Baker didn’t answer.
Fondebernardi said, “As in Jeffries, Bolt, and Ziff- ”
“I got it.”
“Mr. Even Keel,” said the sergeant. A Brooklyn native, he worked at a whole different pace, had taken awhile to understand Baker’s slogo style. “Central Detectives buttoned down the scene, M.E. investigator’s down there now, but that won’t take long. We got a single stab wound in the neck, looks to be right in the carotid. Lots of blood all around so it happened here. Lieutenant’s on her way, you don’t want to miss the party. Call the midget and get the heck down here.”

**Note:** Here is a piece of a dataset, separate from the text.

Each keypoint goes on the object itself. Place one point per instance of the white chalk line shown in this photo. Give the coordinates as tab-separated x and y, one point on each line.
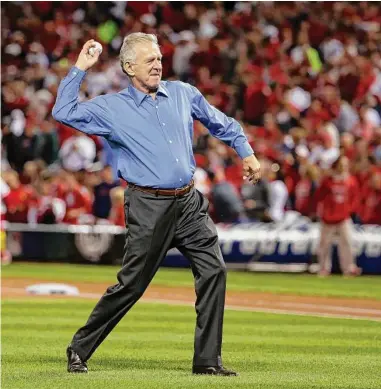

“Hi, Baker,” Sue Van Gundy answered in her throaty, Alabama voice. Too fatigued to be sexy at this hour, but that was the exception and though Baker thought of her as a sister, he wondered if maybe he should’ve agreed to date her cousin the teacher who’d visited last summer from Chicago. Lamar had shown him her picture, a pretty brunette, just like Sue. Baker thinking Cute, then Who am I to be picky? Then figuring it would never work, why start.